Herstellingswerken & onderhoud

 

De woninghuurwet bepaalt hier niets over zodat teruggegrepen wordt naar het algemeen huurrecht.

 

Partijen kunnen in het huurcontract vrij kiezen wie welke herstellingen of onderhoud zal uitvoeren. Bepalen zij hierover niets, dan gelden de wettelijke regels:

 

De verhuurder dient gedurende de huurtijd alle herstellingen te doen die nodig zijn behalve de herstellingen ten laste van de huurder (zie verder).

 

Dringende herstellingen die niet kunnen wachten tot na het einde van de huur dient hij dus tijdens de huur uit te voeren. De huurder die hiervan last heeft kan geen schadevergoeding vragen voor deze ongemakken, zelfs als hij tijdelijk geen gebruik van het pand zou kunnen maken. Enkel indien deze herstellingen langer dan 40 dagen duren wordt de huurprijs verminderd naar gelang de tijd en van het gedeelte van het verhuurde goed waarvan hij niet gebruik heeft kunnen maken.
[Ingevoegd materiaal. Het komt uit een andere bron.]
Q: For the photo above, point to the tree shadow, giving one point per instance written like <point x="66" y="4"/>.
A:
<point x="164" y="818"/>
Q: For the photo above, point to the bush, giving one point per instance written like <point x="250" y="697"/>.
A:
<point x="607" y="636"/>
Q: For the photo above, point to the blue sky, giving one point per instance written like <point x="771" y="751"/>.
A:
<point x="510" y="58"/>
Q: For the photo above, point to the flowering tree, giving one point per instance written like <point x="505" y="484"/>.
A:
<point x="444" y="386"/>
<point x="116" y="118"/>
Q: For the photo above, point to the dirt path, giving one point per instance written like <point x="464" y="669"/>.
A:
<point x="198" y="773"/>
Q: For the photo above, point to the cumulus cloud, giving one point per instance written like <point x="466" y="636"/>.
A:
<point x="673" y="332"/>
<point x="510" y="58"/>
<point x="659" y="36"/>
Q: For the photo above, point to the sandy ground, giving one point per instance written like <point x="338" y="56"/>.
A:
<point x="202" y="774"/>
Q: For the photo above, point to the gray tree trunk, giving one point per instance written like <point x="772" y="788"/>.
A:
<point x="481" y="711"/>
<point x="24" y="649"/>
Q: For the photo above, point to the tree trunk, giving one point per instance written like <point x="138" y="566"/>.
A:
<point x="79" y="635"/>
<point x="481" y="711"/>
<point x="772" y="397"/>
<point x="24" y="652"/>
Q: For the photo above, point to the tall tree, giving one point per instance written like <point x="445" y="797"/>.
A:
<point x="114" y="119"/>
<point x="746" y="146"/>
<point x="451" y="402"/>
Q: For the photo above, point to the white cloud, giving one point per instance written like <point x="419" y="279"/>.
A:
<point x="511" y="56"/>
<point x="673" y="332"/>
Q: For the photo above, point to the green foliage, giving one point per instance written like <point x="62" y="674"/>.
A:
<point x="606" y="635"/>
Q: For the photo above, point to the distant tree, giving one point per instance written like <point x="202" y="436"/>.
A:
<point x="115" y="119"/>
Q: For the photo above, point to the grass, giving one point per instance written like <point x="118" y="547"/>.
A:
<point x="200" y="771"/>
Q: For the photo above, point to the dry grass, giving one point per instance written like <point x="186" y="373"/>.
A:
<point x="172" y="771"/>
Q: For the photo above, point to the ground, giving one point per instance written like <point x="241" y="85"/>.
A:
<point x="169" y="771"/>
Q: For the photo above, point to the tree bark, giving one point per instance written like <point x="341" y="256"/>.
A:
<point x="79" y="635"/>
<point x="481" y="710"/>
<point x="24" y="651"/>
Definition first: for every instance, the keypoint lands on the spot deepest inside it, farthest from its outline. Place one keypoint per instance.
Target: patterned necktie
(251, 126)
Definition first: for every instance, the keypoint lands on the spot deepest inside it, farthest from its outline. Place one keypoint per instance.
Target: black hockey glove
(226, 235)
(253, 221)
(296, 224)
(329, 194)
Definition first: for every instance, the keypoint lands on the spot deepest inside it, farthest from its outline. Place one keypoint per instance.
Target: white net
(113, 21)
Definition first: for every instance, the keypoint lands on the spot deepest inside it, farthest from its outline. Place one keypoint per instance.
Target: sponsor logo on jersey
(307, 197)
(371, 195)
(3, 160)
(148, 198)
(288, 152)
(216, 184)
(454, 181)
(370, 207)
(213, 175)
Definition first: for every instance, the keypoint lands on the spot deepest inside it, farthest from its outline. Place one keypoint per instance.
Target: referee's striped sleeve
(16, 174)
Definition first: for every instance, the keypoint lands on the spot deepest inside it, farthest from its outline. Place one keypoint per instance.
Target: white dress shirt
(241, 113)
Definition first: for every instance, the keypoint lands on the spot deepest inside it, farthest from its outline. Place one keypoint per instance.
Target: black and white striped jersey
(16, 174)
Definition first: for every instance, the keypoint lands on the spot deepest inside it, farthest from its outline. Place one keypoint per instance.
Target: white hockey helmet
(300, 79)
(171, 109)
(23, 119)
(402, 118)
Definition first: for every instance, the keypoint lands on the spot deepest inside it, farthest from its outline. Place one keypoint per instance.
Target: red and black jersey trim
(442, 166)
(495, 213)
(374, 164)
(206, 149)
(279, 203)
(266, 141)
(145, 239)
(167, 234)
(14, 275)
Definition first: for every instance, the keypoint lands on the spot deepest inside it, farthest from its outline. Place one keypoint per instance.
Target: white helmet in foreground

Indien de herstellingen zo omvangrijk zijn dat de huisvesting van de huurder en van zijn gezin onmogelijk worden en daardoor het pand onbewoonbaar wordt, kan de huurder de huur wel doen ontbinden.

 

Indien de huurder schade lijdt omwille van gebreken in het pand, heeft hij recht op een schadevergoeding.

 

Indien niets wordt bepaald in het huur contract zal de huurder instaan voor onder andere herstellingen en onderhoud:

  Aan haarden, haardplaten, lijsten en mantels van schoorstenen;

  Aan de bepleistering van de muren van appartementen en andere woonplaatsen, onderaan   

  tot op een meter hoogte;

  Aan vloerstenen en tegels van kamers, wanneer er slechts enkele gebroken zijn;

  Aan ruiten, tenzij die gebroken zijn door hagel of andere buitengewone en door overmacht

  veroorzaakte voorvallen waarvoor de huurder niet aansprakelijk is;

  Aan deuren, vensterramen, planken dienende tot afschutting of tot sluiting van winkels,

 hengsels, grendels en sloten.

 

Dit is een oude wettelijke opsomming en is niet beperkend. Tal van discussies kunnen rijzen die door de rechtsleer besproken worden en door de rechtspraak beslecht.

 

De wet zegt ook  dat de huurder dient in te staan voor herstellingen en onderhoud  die volgens het plaatselijk gebruik bij hem liggen. Dit kan dus afhangen van plaats tot plaats al is dit wel echt verouderd.

 

Herstellingen voor de huurder dienen toch niet door hem te worden gedaan als ze veroorzaakt werden door ouderdom of overmacht.

 

Voor huurovereenkomsten vanaf 2019 geldt een andere regelgeving.